Rohmatin Bonasir, Wartawan BBC Indonesia, Den Haag | 12 November 2015
Sepuluh orang memberikan kesaksian dalam Pengadilan Rakyat Internasional tentang peristiwa 1965 sebagai salah satu upaya mengungkap kebenaran ketika upaya di Indonesia dianggap buntu.
Sidang digelar di Den Haag, Belanda, mulai Selasa (10/11) hingga Jumat (13/11) dengan menghadirkan sembilan saksi dari Indonesia dan seorang eksil.
Sebagian saksi tidak bersedia tampil terbuka sehingga menyampaikan kesaksian dari balik tirai, sedangkan sebagian lainnya memilih tampil terbuka.
Inilah beberapa di antara 10 saksi tersebut dan landasan mereka memberikan kesaksian.
Martono
Martono, 82, bersaksi untuk dakwaan pembunuhan dan penyiksaan. Pria dari Solo ini mengaku tidak pernah mengetahui alasan penangkapannya oleh tentara RPKAD dan sekelompok orang yang berpakaian ala ninja pada 10 November 1965.
Ia mengaku senang bisa bersaksi di pengadilan internasional, walaupun hanya sidang rakyat yang tidak mempunyai kekuatan hukum dan bukan pengadilan resmi.
"Kalau di Indonesia tidak mungkin akan terjadi seperti ini, sebab pemerintahannya mulai dari presiden pertama sampai Presiden Jokowi ini pun masih dibatasi oleh ketakutan," kata Martono tentang alasan ia hadir di sidang di Den Haag.

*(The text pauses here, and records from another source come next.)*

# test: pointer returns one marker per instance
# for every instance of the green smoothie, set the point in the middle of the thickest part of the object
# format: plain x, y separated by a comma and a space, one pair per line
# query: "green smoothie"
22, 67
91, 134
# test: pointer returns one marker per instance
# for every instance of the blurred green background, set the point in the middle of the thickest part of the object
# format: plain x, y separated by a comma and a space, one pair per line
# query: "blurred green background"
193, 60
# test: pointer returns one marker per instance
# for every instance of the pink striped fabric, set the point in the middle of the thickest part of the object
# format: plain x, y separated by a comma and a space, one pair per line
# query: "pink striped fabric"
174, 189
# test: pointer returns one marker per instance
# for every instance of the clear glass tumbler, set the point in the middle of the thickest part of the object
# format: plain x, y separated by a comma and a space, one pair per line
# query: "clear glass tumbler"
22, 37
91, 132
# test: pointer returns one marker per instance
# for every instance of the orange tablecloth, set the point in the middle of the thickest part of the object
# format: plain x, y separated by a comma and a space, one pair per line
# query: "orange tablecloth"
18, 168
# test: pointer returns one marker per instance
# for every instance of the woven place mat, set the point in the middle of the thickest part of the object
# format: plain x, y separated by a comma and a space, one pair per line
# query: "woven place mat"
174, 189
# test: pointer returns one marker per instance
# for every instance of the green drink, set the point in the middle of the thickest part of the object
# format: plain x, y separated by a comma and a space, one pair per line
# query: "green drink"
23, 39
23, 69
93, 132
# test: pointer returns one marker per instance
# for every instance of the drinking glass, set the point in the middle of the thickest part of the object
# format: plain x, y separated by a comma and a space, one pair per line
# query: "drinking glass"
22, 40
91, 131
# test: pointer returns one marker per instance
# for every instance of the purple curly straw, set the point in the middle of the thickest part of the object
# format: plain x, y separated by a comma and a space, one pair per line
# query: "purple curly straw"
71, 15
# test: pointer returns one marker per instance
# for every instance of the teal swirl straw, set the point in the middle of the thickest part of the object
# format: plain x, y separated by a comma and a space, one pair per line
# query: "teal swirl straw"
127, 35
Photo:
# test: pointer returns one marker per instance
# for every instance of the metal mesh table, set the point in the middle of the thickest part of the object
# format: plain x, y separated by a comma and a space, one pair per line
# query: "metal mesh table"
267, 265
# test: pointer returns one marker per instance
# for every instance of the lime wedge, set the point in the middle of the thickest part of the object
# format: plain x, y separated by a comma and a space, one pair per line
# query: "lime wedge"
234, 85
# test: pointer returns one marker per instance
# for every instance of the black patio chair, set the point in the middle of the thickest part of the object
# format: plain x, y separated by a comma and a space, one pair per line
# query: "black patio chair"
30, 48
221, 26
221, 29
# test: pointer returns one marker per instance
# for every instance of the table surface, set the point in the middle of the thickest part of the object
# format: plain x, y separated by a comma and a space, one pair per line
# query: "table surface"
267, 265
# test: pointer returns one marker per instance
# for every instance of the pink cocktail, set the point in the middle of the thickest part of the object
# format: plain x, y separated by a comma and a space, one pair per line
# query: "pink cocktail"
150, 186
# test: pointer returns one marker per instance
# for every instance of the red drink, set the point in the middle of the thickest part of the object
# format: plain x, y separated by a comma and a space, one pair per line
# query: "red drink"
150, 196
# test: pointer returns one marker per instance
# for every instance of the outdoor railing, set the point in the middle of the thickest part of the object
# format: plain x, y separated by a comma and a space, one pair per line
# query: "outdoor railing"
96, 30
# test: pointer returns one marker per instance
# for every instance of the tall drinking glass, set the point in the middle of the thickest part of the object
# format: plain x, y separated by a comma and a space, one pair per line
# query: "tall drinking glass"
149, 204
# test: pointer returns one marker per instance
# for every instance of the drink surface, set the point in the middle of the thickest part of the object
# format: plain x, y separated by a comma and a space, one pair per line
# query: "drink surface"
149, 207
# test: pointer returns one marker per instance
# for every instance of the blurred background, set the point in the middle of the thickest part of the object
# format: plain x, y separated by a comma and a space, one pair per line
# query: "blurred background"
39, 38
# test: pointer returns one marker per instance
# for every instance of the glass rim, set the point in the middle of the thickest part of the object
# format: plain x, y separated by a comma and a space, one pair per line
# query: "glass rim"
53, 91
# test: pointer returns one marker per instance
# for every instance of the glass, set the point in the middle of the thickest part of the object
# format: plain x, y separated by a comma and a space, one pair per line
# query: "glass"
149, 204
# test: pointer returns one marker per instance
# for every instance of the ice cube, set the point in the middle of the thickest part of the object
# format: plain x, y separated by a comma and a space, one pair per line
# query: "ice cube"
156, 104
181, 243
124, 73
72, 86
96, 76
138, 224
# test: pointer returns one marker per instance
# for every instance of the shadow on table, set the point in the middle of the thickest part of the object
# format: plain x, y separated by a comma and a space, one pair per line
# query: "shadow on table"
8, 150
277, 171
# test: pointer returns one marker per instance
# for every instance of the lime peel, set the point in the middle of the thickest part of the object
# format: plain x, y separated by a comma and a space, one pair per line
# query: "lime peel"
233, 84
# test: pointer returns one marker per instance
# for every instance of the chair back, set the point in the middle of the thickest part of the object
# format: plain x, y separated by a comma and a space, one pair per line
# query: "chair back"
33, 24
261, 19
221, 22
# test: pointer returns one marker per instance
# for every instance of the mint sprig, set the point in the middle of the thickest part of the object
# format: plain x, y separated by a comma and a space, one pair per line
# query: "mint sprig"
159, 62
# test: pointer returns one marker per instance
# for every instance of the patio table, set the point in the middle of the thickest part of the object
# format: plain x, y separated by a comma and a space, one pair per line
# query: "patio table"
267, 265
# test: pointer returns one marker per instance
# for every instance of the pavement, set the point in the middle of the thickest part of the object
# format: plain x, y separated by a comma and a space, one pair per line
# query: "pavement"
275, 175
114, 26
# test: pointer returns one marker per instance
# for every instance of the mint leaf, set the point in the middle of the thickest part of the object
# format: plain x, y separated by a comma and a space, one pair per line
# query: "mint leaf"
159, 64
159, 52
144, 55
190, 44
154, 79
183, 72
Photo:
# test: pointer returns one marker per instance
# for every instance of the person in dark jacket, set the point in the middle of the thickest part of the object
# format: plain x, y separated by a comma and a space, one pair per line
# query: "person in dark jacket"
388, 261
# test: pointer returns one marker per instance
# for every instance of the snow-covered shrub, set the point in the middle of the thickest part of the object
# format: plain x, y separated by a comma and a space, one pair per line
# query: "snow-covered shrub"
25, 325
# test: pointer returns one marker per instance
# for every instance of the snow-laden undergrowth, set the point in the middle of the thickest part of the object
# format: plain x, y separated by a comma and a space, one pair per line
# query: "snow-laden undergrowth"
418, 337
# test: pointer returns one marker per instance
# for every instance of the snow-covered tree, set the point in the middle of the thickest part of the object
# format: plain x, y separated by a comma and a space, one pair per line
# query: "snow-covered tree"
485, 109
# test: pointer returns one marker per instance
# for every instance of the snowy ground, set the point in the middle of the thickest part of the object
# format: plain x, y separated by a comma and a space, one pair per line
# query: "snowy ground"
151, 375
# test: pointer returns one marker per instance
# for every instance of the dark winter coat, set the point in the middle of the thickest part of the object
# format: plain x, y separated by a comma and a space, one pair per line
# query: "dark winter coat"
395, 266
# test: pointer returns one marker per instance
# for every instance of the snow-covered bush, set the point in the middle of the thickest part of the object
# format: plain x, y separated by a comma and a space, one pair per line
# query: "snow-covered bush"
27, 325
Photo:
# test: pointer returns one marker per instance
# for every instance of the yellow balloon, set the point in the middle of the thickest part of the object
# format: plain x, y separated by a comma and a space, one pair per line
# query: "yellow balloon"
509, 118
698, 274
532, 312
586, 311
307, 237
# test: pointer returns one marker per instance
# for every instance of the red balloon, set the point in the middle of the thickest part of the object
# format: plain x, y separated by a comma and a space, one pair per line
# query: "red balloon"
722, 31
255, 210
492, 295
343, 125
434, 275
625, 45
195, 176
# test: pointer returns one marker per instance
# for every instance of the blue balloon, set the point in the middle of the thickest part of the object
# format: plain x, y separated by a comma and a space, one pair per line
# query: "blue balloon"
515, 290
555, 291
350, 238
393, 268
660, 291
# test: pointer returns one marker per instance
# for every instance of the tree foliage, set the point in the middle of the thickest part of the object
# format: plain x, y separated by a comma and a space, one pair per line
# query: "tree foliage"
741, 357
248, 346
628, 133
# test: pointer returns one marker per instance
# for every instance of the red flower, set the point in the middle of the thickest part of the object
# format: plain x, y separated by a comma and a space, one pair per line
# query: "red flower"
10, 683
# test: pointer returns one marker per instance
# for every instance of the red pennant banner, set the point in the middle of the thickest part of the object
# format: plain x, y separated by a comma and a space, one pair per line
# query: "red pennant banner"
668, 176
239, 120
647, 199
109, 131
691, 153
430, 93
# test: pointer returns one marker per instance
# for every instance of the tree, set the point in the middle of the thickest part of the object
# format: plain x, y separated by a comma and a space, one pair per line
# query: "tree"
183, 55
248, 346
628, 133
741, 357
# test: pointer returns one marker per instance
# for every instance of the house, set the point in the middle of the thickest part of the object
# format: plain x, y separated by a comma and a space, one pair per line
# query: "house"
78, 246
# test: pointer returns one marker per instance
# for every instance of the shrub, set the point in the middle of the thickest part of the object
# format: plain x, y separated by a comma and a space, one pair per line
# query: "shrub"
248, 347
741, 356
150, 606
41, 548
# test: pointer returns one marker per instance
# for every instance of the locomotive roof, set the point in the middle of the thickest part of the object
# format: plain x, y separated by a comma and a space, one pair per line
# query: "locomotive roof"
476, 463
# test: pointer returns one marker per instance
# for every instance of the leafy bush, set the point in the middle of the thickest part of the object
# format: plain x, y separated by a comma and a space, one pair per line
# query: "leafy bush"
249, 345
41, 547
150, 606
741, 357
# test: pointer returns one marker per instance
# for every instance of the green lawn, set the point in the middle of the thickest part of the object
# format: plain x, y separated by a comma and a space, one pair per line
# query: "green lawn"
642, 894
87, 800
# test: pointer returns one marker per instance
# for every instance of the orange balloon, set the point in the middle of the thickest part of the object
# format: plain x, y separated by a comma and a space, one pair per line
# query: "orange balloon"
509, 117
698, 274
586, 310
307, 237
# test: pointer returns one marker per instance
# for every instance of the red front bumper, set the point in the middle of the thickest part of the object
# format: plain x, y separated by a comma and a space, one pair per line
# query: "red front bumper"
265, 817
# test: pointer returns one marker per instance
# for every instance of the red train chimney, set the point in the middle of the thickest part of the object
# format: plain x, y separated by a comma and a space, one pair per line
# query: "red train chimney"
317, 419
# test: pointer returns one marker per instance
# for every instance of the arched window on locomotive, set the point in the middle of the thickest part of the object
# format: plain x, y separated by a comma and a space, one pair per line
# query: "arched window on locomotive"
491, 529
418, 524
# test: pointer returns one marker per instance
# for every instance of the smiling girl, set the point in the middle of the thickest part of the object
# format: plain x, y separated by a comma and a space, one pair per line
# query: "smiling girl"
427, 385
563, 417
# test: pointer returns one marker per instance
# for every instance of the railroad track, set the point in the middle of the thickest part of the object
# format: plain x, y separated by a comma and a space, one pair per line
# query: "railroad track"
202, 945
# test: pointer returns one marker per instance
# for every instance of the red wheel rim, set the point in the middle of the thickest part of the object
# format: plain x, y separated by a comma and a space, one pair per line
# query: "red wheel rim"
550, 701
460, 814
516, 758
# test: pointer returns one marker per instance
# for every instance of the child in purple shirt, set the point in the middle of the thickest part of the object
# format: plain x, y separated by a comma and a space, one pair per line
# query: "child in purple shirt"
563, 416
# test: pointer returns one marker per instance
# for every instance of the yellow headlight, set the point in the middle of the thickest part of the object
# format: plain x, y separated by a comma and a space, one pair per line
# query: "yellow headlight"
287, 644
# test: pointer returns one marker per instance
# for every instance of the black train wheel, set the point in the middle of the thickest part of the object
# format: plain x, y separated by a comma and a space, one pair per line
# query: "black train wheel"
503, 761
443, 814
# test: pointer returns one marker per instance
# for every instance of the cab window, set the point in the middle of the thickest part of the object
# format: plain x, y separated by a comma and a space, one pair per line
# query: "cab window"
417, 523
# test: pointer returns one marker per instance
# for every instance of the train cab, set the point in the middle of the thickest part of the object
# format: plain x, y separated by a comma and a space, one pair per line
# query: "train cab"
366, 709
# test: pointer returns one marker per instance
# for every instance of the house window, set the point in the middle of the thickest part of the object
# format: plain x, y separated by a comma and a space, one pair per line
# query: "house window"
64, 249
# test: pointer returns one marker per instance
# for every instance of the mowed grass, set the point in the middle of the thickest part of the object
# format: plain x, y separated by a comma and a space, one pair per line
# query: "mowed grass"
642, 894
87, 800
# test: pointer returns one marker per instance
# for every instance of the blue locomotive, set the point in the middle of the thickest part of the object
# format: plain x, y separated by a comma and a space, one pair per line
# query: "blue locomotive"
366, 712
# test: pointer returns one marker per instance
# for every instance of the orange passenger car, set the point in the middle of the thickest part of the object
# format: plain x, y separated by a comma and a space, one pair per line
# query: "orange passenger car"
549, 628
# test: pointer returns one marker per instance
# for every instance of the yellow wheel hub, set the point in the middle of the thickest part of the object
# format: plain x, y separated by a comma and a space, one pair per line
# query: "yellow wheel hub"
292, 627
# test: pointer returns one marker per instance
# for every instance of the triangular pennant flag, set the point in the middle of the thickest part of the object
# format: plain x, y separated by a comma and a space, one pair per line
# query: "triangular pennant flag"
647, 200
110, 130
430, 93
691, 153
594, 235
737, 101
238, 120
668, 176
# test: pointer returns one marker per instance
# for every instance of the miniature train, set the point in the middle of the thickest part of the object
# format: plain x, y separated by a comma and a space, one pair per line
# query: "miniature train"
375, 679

"Mereka takut masalah ini bangkit lagi padahal tujuannya bukan itu. Tujuannya hidup yang layak, hapuskan diskriminasi, tidak ada orang terpinggirkan."
Lebih jauh ia menuturkan tidak takut kehadirannya di sidang rakyat di luar Indonesia dapat menimbulkan reaksi negatif.
Yusuf Pakasi
Pria asal Manado yang berusia 79 tahun itu dihadirkan sebagai saksi untuk dakwaan penyiksaan. Ia bertutur dulu berkarier sebagai pegawai negeri sipil di kantor walikota Manado ketika pecah pergolakan pada tahun 1965.
Hingga kini ia belum tahu pasti landasannya pencidukannya, tetapi menurutnya, ia mendengar bahwa ia dituding menentang Permesta, Perjuangan Semesta, sebuah gerakan militer.
"Menurut Permesta, kalau orang anti-Permesta pasti PKI. Saya pegawai negeri sipil yang tidak boleh berpartai politik," tuturnya di sela-sela sidang kepada wartawan BBC Indonesia, Rohmatin Bonasir.
"Saya ingin agar persoalan masa lalu diungkap sebab yang terjadi pada saya hanya diketahui oleh segelintir orang di Indonesia. Tidak pernah terekspos secara luas, tapi di sini kesempatan untuk membukanya.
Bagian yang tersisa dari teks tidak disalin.